On Sep 4, 2007, at 5:47 AM, Michel Jullian wrote:

----- Original Message -----
From: "Horace Heffner" <[EMAIL PROTECTED]>
To: <vortex-l@eskimo.com>
Sent: Tuesday, September 04, 2007 12:55 AM
Subject: Re: [Vo]:Re: Towards verification of BG claims



On Sep 3, 2007, at 2:15 PM, Michel Jullian wrote:

Oh I see, I thought you meant the porous structure supported a
continuous (waterproof) Pd foil, in fact the mesh is made of Pd or
is Pd plated right?

The immediate surface layers could be sintered Pd granules, but the
back more granular layers could be any metal I think.

Here I should say any conductive material with very small holes in it  
can be be co-deposited with an effective metal for hydrogen  
generation, which is thus probably a hydride forming metal, provided  
the metals won't separate when the hydride forming metal is hydrogen  
saturated.  The main purpose is to generate the hydrogen in locations  
where it will be sucked into the cathode.

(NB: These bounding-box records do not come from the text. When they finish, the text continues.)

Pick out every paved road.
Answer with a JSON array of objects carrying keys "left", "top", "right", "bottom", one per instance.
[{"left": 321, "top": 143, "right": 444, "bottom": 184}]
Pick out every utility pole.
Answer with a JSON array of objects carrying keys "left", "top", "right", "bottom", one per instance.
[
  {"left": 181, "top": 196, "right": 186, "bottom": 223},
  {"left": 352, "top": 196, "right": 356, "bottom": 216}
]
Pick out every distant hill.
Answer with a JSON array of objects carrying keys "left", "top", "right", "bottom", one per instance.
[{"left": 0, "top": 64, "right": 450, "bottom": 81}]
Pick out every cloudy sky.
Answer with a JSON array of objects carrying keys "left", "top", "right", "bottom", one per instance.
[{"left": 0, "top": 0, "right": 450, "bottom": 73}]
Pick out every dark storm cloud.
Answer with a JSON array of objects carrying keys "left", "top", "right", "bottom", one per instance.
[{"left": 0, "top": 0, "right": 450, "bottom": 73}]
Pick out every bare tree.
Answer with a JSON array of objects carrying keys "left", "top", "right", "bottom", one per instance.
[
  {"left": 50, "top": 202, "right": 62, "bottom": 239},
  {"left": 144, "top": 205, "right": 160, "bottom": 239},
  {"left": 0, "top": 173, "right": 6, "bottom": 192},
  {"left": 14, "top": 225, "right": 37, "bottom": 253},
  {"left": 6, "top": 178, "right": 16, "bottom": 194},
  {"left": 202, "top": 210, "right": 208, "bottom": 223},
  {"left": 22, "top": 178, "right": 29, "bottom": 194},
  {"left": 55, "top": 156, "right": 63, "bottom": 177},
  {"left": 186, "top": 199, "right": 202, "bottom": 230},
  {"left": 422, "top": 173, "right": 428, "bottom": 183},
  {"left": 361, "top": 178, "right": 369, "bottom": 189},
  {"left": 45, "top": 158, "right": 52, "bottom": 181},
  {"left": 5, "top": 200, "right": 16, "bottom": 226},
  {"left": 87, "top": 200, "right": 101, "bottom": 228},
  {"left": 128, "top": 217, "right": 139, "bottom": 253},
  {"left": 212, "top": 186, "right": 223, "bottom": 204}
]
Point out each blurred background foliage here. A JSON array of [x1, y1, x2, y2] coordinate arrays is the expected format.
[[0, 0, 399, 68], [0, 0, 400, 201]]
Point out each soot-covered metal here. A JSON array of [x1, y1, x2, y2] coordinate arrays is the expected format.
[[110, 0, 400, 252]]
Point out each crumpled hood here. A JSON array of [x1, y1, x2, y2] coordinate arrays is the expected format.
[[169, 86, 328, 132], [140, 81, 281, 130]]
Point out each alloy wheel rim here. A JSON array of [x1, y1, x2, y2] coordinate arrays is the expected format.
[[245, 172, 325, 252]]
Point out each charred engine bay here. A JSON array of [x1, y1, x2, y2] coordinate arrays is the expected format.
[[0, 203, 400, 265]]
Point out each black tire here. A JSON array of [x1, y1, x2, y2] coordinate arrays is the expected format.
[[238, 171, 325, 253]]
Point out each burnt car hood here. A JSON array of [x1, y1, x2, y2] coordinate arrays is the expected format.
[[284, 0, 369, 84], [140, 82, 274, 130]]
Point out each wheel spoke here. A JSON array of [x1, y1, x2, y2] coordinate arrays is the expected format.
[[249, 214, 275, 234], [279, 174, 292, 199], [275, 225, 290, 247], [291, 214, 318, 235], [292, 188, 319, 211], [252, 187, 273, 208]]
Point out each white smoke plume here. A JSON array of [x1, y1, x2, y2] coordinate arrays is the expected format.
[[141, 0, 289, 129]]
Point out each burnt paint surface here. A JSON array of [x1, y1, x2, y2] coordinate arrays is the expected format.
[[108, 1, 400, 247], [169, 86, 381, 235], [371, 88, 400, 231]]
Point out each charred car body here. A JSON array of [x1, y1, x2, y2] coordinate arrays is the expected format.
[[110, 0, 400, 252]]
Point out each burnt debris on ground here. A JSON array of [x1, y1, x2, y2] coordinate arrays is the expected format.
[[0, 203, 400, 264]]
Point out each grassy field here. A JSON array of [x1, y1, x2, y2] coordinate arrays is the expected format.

Independently of the cathode material, the idea of flowing
electrolyte through a porous electrode in order to maximize the
ratio of active (bubble free) area to total area seems good, all
the more so that it also increases the total area! In fact both
electrodes could be made thus, and one could pump electrolyte into
the interelectrode gap so the anode surface would be bubble free
too, which would further maximize achievable electrolysis current.
Has this ever been tried BTW?

I think so, but I can't find the paper.  I think it was done by these
folks:

http://www.qsinano.com/white_papers/Water%20Electrolysis%20April%
2007.pdf

Interesting paper, but their Appendix 1 derivation of unity  
efficiency cell voltage 1.482 V takes them nine complicated steps.  
I posted a much simpler derivation here some time ago, it went like  
this:

At 10^5 Pa and 25°C the endoenergetic overall electrolysis  
reaction  H2O(l) -> 0.5 O2(g) + H2(g)  consumes 285.83 kJ/mol_H2O  
(consumed energy = enthalpy change of the reaction = formation  
enthalpy of H2O since O2(g) and H2(g) being in their reference  
states have zero formation enthalpy). Per H2O molecule that's E =  
285830/6.02e23 = 4.748e-19 J

Efficiency is unity when E is exactly equal to the consumed  
electric energy per H2O, which is equal to the supply voltage V  
times the charge 2*e (two electrons circulated per molecule), so:

V = 4.748e-19 / (2 * 1.602e-19) = 1.482 V

Any electrolysis at a lower voltage would have to borrow energy  
from the environment, I don't know if that's possible ;


It is more than possible.  Managing the thermal energy contribution  
is essential to high efficiency industrial electrolyzer operating  
design and a major component of the energy.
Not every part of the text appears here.